Сергей остановился и громко засмеялся как сумасшедший. Он вспомнил Таню.
«Зачем я пеняю, зачем я негодую, зачем считаю Мари преступной? Ведь я первый поступил так, как она, и не мне возмущаться!..»
Он с какой-то мучительной радостью схватился за эту мысль. Он так высоко ценил герцогиню, он так верил в любовь ее!.. Но разве Таня меньше ему доверяла, разве она не была в нем уверена, как в самой себе? Ведь она доказала это своим приездом!.. Нет, он бесконечно преступнее — он скрывал, он тянул, он поставил любящую его девушку в невыносимое положение, а от него, по крайней мере, не скрывали, не тянули, его заставили сразу догадаться.
«Вот и наказание! — бешено думал он. — Кто это сказал, где я это читал, что всякий дурной поступок человека, всякое преступление в самом себе носит свою кару, что избегающий людского правосудия не может убежать от другого, непонятного правосудия, действующего во внутренней жизни человека?! Вот и наказание, и иначе и быть не могло, и я должен был знать это!.. Да ведь я и знал, ведь наказание мое началось не сегодня!.. Разве не наказание было это время, эти муки, эта тоска, эта невыносимая жизнь?! Ну и пусть я до конца все это вынесу, пусть меня все бросят — я сам оттолкнул одну, другая меня оттолкнула!..»

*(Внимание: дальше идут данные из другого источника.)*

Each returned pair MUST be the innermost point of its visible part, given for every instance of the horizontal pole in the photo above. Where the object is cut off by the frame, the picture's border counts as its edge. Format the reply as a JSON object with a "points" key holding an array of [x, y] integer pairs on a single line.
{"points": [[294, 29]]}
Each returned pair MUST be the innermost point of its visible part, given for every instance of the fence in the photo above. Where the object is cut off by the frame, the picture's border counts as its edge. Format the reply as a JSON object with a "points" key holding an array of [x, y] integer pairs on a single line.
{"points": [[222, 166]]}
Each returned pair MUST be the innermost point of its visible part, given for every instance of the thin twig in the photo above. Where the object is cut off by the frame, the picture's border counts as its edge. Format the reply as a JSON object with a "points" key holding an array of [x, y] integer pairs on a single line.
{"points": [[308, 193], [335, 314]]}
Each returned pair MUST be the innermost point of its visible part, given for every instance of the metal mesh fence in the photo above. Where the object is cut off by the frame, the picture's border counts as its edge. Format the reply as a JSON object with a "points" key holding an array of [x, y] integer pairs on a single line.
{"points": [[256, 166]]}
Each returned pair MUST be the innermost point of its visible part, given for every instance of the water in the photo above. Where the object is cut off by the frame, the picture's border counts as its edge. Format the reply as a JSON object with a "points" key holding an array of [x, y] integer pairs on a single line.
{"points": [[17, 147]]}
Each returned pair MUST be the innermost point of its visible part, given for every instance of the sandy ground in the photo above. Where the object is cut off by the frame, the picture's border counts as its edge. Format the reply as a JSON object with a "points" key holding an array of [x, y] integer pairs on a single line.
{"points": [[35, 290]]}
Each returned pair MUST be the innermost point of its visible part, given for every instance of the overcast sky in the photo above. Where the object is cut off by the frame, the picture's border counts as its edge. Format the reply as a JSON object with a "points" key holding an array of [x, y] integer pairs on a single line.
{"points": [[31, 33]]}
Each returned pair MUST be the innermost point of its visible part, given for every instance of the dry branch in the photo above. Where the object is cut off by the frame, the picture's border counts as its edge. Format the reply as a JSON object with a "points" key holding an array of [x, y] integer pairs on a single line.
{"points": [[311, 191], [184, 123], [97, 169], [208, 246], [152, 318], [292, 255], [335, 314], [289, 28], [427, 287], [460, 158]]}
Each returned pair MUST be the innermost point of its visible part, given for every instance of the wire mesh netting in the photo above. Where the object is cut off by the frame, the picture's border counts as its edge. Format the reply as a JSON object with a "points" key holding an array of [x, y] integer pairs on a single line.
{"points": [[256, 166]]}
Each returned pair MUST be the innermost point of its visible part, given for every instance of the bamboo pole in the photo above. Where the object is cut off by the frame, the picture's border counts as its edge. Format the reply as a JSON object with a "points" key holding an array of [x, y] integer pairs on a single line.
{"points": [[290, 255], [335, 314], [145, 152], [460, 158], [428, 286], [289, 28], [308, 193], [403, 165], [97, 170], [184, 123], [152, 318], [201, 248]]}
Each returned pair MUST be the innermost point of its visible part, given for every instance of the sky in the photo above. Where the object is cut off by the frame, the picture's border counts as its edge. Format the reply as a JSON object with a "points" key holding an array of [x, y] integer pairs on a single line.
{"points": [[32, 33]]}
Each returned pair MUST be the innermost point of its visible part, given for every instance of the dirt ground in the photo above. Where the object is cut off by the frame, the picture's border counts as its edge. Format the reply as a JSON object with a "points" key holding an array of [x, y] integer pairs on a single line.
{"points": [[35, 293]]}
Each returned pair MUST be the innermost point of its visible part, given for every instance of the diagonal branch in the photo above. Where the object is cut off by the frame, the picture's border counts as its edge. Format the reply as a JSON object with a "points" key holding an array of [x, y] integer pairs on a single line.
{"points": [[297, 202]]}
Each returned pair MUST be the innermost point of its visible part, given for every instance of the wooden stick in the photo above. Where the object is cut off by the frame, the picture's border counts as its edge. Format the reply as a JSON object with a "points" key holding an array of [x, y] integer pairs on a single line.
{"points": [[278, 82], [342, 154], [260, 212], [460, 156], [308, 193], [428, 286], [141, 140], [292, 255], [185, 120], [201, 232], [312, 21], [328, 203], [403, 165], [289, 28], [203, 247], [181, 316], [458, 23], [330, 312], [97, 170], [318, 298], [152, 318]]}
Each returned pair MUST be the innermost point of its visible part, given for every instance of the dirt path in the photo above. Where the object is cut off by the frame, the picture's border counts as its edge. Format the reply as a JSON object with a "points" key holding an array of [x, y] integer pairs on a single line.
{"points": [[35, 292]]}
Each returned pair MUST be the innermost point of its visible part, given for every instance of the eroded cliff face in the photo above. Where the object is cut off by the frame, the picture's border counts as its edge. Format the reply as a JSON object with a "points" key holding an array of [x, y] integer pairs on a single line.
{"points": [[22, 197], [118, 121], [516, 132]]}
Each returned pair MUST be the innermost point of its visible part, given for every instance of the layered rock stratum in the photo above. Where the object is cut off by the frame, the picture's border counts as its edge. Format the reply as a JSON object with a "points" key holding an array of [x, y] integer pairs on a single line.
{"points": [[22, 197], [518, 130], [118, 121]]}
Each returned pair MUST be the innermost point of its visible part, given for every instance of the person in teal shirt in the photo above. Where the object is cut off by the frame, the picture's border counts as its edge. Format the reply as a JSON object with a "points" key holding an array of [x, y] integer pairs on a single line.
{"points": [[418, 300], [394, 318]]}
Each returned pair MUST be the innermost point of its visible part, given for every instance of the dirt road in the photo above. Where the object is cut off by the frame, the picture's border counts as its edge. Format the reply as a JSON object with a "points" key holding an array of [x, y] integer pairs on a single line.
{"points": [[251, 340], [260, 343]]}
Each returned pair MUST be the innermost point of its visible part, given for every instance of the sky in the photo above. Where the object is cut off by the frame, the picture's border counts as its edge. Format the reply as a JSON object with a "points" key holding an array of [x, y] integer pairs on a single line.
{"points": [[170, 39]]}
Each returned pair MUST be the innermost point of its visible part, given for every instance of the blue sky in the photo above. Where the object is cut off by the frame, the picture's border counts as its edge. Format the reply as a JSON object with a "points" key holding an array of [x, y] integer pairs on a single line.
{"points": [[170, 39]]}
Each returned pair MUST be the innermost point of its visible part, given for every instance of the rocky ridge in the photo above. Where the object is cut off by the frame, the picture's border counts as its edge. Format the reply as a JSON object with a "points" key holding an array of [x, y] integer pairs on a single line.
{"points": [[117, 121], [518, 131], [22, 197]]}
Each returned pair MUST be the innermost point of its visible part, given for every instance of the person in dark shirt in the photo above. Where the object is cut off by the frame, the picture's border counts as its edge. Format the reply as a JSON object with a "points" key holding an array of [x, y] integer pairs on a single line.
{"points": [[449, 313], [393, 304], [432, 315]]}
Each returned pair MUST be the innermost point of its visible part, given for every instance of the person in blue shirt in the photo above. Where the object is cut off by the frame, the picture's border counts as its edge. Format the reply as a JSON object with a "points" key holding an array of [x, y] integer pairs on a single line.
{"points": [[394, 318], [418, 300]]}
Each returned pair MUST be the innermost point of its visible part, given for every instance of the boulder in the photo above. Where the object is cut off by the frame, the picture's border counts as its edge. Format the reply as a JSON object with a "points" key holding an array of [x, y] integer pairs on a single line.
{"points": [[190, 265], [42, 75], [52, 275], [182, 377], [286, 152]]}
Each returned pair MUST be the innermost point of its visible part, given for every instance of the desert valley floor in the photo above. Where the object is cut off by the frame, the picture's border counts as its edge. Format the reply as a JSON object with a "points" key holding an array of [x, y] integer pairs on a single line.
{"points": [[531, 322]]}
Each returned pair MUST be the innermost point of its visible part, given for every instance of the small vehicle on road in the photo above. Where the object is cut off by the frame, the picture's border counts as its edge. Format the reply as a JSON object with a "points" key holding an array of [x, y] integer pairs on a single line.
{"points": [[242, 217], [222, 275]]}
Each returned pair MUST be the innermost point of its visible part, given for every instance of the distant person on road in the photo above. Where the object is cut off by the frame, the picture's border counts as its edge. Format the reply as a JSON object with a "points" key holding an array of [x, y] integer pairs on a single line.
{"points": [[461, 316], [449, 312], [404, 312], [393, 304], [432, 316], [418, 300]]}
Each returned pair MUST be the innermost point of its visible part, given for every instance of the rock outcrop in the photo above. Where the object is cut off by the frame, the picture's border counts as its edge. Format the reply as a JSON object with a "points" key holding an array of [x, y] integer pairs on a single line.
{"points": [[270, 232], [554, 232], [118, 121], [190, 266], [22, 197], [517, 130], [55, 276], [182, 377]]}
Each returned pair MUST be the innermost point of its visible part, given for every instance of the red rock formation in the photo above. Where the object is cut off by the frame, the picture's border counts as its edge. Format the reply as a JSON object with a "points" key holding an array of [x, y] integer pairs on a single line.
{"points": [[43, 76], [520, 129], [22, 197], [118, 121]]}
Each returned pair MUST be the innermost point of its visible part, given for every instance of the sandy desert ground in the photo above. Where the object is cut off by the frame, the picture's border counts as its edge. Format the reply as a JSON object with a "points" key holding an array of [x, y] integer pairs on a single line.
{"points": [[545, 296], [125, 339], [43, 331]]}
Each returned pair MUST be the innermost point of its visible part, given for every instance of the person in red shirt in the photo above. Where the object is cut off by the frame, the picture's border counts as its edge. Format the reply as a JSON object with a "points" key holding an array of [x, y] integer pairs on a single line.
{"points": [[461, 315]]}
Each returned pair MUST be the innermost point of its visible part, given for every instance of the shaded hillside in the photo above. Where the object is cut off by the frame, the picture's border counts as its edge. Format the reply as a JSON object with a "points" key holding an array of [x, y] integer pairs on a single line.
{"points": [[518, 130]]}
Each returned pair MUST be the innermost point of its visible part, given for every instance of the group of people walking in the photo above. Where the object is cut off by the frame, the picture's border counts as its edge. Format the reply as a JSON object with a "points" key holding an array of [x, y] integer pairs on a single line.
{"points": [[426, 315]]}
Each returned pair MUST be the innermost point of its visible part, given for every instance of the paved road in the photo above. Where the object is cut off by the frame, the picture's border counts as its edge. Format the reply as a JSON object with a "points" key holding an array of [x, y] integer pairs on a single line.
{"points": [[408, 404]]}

Жизнь показалась ему такой отвратительной, такой бессмысленной, что ему безумно захотелось разом покончить с нею.
«Миг один, — подумал он, — и все кончено!.. Зачем не убили меня тогда, на ступенях версальской лестницы?! О, какое бы это было счастье! — тогда и она погоревала бы о моей смерти, тогда она еще любила… да и Таня ведь… ведь я не был бы преступным, недостойным в глазах ее, я не нанес бы ей этого ужасного оскорбления… Убить себя, уничтожить! — ведь я имею на это право… Матушка! — но она может никогда и не узнать о причине моей смерти, она перенесет это горе — станет молиться и успокоится… Я никому не нужен, и никто мне не нужен, и ничего нет у меня впереди…»
Мысль о самоубийстве, внезапно блеснувшая в голове Сергея, с каждой минутой казалась ему все заманчивее. Старые уроки Рено, отнявшие у него Бога, теперь приносили плоды свои. И если он все же отошел от своего безумного решения, то единственно потому, что ему тяжело было сознаться в своей трусости и слабости.
«Пусть я преступник, — думал он, — и теперь лучшее, что я могу сделать — это покончить с ненавистною жизнью… мне легко решиться — смерть для меня высшее благо… Но ведь тогда я буду не только преступником, а и жалким трусом, который испугался заслуженного наказания… Нет, я должен жить, я должен вынести все эти муки, весь этот позор… вот я вернусь домой, меня встретит Таня — я не знаю, что она станет говорить, она все молчит, невыносимо молчит, но здесь заговорит же! И я не знаю, что буду отвечать ей… Это пытка — и я должен ее выдержать до конца…»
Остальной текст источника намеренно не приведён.